Alternatively, you can create a “flat” reference of neutral copy number (i.e. log2 0.0) for each probe from the target and antitarget interval files. This still computes the GC content of each region if the reference genome is given.
cnvkit.py reference -o FlatReference.cnn -f ucsc.hg19.fa -t Tiled.bed -a Background.bed
Two possible uses for a flat reference:
- Extract copy number information from one or a small number of tumor samples when no suitable reference or set of normal samples is available. The copy number calls will not be as accurate, but large-scale CNVs may still be visible.
- Create a “dummy” reference to use as input to the
batch
command to process a set of normal samples. Then, create a “real” reference from the resulting*.targetcoverage.cnn
and*.antitargetcoverage.cnn
files, and re-runbatch
on a set of tumor samples using this updated reference.
About the FASTA index file:
- As with BAM files, CNVkit will automatically index the FASTA file if the
corresponding .fai file is missing or out of date.
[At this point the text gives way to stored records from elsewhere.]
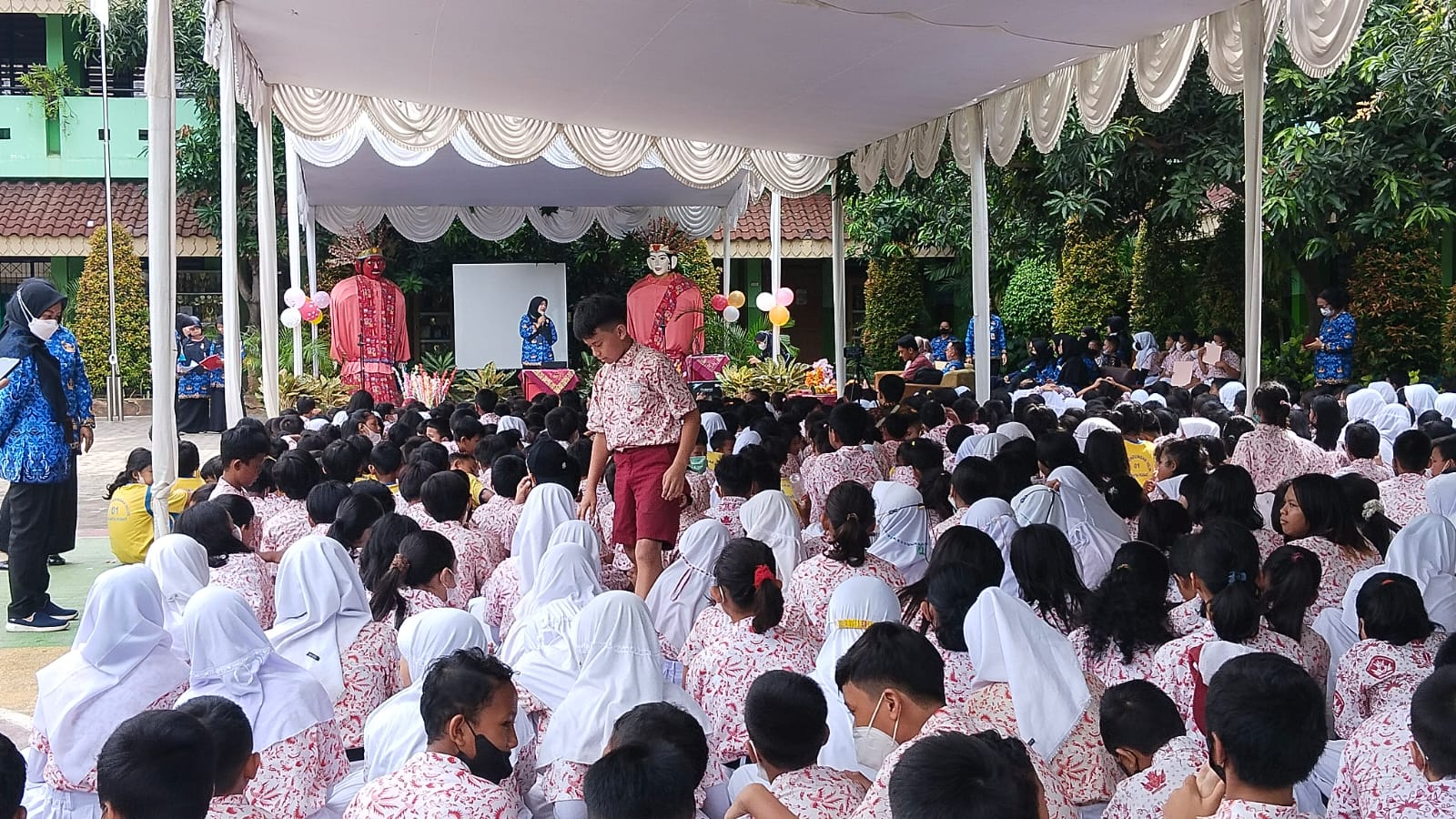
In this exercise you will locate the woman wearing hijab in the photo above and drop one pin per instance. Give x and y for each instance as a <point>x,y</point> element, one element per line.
<point>179,564</point>
<point>538,334</point>
<point>1030,685</point>
<point>290,712</point>
<point>36,435</point>
<point>120,665</point>
<point>327,629</point>
<point>194,376</point>
<point>621,668</point>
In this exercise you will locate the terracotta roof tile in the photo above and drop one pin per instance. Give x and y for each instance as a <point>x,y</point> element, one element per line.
<point>63,208</point>
<point>807,217</point>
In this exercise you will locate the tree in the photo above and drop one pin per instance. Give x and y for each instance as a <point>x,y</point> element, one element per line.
<point>92,321</point>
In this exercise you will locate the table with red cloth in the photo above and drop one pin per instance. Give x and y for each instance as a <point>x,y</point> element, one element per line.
<point>553,382</point>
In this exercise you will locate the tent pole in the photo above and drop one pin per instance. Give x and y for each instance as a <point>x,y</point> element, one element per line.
<point>980,259</point>
<point>1251,26</point>
<point>268,263</point>
<point>232,312</point>
<point>290,162</point>
<point>162,216</point>
<point>839,288</point>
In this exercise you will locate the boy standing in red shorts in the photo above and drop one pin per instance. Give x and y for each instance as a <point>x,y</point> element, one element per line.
<point>642,416</point>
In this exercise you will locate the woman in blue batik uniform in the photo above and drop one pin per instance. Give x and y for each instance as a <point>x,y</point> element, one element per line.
<point>538,334</point>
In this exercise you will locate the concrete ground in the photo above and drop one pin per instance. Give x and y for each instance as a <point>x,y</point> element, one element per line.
<point>22,654</point>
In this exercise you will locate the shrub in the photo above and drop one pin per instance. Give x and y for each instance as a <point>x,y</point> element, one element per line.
<point>892,308</point>
<point>1394,293</point>
<point>1092,283</point>
<point>1026,307</point>
<point>92,324</point>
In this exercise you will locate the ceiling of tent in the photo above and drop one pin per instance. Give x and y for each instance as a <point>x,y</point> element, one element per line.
<point>807,76</point>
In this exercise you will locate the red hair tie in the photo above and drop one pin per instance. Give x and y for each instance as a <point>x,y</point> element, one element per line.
<point>762,574</point>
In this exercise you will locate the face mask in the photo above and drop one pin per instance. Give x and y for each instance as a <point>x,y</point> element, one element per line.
<point>871,743</point>
<point>490,763</point>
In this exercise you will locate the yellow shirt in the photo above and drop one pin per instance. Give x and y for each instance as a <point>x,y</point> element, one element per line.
<point>130,523</point>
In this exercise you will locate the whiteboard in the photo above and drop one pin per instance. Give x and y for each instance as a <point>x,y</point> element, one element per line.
<point>490,300</point>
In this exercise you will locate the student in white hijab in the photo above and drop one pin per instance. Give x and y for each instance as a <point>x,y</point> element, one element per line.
<point>568,579</point>
<point>397,731</point>
<point>120,665</point>
<point>855,605</point>
<point>682,591</point>
<point>771,518</point>
<point>233,659</point>
<point>621,668</point>
<point>903,530</point>
<point>179,564</point>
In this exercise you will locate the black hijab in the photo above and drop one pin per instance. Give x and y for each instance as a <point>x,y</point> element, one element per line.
<point>16,341</point>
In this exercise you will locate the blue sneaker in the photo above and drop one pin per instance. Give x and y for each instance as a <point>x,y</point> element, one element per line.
<point>58,612</point>
<point>36,622</point>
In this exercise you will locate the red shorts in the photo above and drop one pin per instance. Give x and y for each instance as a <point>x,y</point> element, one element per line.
<point>641,511</point>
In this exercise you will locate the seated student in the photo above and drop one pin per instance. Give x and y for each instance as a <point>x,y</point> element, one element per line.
<point>470,712</point>
<point>128,515</point>
<point>1143,732</point>
<point>1266,733</point>
<point>157,765</point>
<point>1397,651</point>
<point>237,761</point>
<point>640,782</point>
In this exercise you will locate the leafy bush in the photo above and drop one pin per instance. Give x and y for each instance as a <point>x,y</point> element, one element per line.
<point>1092,283</point>
<point>92,324</point>
<point>893,302</point>
<point>1026,303</point>
<point>1394,292</point>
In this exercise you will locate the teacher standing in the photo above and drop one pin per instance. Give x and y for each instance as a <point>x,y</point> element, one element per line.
<point>538,334</point>
<point>36,436</point>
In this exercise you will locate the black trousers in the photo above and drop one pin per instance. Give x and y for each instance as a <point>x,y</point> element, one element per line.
<point>35,511</point>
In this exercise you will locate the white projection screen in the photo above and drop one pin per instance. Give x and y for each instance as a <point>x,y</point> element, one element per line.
<point>490,303</point>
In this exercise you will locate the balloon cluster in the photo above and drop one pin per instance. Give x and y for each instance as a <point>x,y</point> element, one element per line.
<point>303,308</point>
<point>774,303</point>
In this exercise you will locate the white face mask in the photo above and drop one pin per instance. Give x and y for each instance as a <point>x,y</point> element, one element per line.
<point>871,743</point>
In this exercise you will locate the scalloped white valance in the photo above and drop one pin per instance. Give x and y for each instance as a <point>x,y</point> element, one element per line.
<point>1320,35</point>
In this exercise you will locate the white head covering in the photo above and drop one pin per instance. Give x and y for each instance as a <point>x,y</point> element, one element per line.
<point>233,659</point>
<point>1363,404</point>
<point>621,668</point>
<point>682,591</point>
<point>120,662</point>
<point>322,606</point>
<point>1420,397</point>
<point>1009,643</point>
<point>855,605</point>
<point>179,564</point>
<point>397,731</point>
<point>903,526</point>
<point>771,518</point>
<point>546,508</point>
<point>1229,394</point>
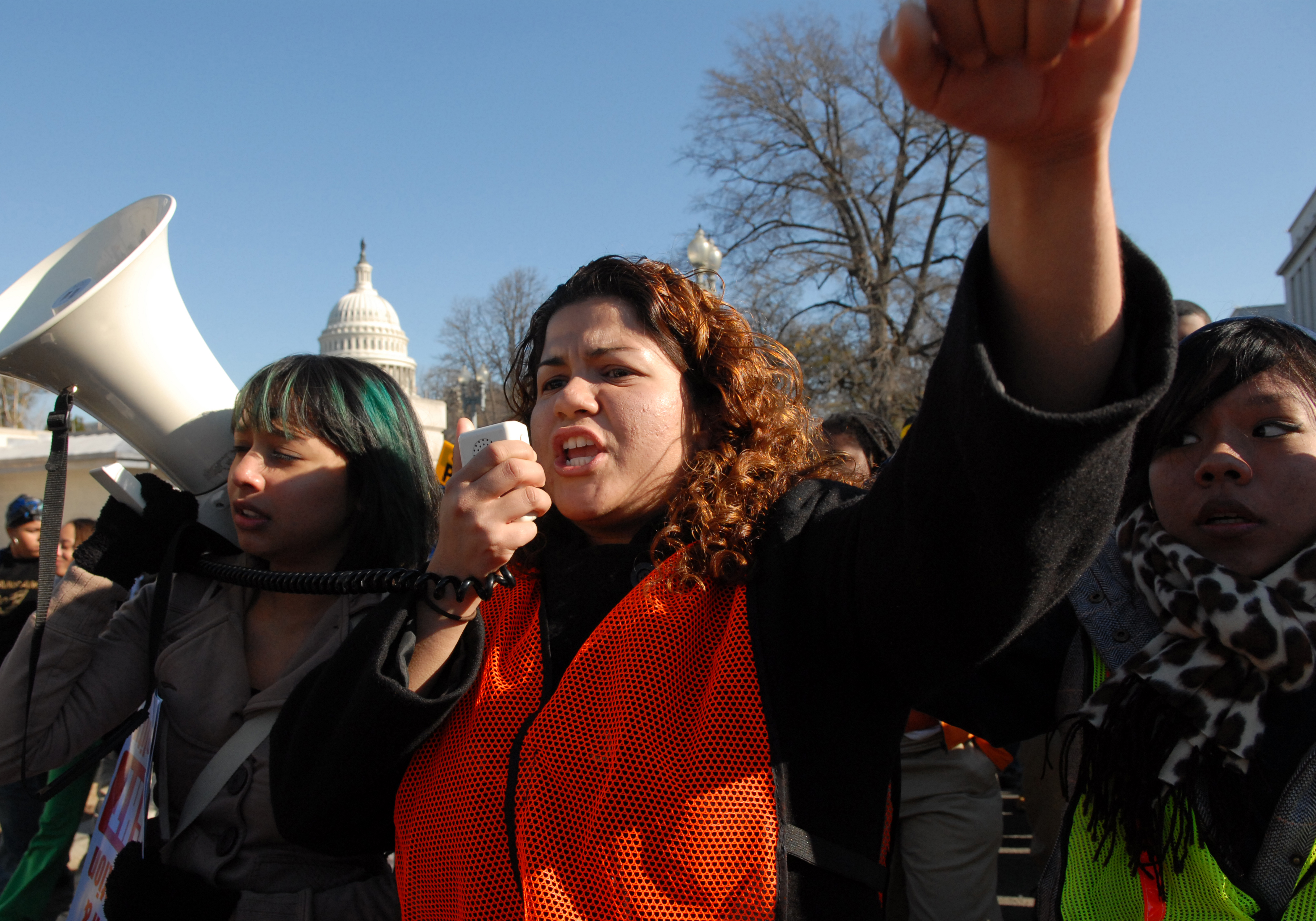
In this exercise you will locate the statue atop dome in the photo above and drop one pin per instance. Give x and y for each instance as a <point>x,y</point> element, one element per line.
<point>364,325</point>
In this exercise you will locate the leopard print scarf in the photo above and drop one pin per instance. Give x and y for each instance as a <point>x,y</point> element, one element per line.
<point>1226,640</point>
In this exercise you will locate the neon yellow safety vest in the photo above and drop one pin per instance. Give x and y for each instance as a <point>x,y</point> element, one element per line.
<point>1095,890</point>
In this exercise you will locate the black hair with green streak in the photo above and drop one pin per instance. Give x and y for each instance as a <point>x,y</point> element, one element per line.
<point>361,411</point>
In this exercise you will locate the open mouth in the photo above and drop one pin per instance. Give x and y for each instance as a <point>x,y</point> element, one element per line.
<point>248,518</point>
<point>1227,516</point>
<point>579,450</point>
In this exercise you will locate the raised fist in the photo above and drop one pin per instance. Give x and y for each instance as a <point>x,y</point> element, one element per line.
<point>1040,77</point>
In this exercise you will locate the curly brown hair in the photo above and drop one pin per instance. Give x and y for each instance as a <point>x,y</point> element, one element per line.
<point>759,437</point>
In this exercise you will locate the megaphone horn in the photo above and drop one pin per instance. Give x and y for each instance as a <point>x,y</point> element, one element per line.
<point>103,314</point>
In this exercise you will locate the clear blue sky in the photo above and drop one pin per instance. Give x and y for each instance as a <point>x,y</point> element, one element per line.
<point>465,140</point>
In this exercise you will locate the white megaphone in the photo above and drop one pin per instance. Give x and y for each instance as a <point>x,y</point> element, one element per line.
<point>103,314</point>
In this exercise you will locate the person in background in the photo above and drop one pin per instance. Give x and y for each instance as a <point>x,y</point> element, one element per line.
<point>70,536</point>
<point>330,471</point>
<point>691,701</point>
<point>868,441</point>
<point>1187,653</point>
<point>35,879</point>
<point>1191,317</point>
<point>20,809</point>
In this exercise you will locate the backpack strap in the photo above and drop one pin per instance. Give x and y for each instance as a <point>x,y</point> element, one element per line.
<point>828,856</point>
<point>223,765</point>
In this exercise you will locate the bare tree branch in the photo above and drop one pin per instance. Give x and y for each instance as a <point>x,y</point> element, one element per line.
<point>830,182</point>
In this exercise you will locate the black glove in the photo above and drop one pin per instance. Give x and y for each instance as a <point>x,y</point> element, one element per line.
<point>126,545</point>
<point>141,888</point>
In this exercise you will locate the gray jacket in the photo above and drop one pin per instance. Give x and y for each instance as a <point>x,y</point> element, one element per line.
<point>1118,623</point>
<point>93,674</point>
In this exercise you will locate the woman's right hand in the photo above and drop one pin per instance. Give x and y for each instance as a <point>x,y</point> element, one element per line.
<point>481,519</point>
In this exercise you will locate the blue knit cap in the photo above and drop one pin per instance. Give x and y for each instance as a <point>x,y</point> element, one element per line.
<point>21,511</point>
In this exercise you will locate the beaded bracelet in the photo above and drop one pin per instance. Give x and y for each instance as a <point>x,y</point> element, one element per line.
<point>483,587</point>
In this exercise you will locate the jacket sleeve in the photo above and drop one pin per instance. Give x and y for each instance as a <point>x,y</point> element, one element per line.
<point>374,899</point>
<point>990,510</point>
<point>348,732</point>
<point>90,678</point>
<point>1015,694</point>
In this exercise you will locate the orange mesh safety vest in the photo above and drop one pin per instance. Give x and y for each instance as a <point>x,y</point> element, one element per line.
<point>641,788</point>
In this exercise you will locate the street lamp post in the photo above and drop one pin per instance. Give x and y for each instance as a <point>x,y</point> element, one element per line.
<point>474,390</point>
<point>706,260</point>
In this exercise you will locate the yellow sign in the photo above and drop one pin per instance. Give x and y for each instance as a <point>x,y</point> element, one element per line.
<point>444,469</point>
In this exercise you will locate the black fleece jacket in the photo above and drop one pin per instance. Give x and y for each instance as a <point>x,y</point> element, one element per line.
<point>860,603</point>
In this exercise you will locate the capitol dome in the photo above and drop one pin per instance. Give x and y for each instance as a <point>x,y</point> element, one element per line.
<point>365,327</point>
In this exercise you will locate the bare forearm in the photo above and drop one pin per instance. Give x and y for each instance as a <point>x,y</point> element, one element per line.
<point>1056,255</point>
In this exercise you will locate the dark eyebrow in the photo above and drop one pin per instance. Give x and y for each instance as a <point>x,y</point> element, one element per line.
<point>558,361</point>
<point>1264,399</point>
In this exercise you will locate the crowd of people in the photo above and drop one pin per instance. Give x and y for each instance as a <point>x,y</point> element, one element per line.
<point>693,653</point>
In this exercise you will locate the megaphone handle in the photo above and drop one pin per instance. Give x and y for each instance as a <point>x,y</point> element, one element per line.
<point>122,485</point>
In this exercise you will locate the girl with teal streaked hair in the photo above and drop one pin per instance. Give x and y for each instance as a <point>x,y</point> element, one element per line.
<point>330,473</point>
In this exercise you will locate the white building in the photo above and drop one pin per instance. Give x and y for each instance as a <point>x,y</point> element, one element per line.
<point>23,467</point>
<point>1299,269</point>
<point>365,327</point>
If you have copied the
FASTA file and its index together over a network, you may need to use the
touch
command to update the .fai file’s timestamp so that CNVkit will recognize it as up-to-date.
fix¶
Combine the uncorrected target and antitarget coverage tables (.cnn) and correct for biases in regional coverage and GC content, according to the given reference. Output a table of copy number ratios (.cnr).
cnvkit.py fix Sample.targetcoverage.cnn Sample.antitargetcoverage.cnn Reference.cnn -o Sample.cnr
segment¶
Infer discrete copy number segments from the given coverage table. By default this uses the circular binary segmentation algorithm (CBS), but with the ‘-m haar’ option, the faster but less accurate HaarSeg algorithm can be used instead.
cnvkit.py segment Sample.cnr -o Sample.cns
The output table of copy number segments (.cns) is essentially the same tabular format as the other .cnn and .cnr files.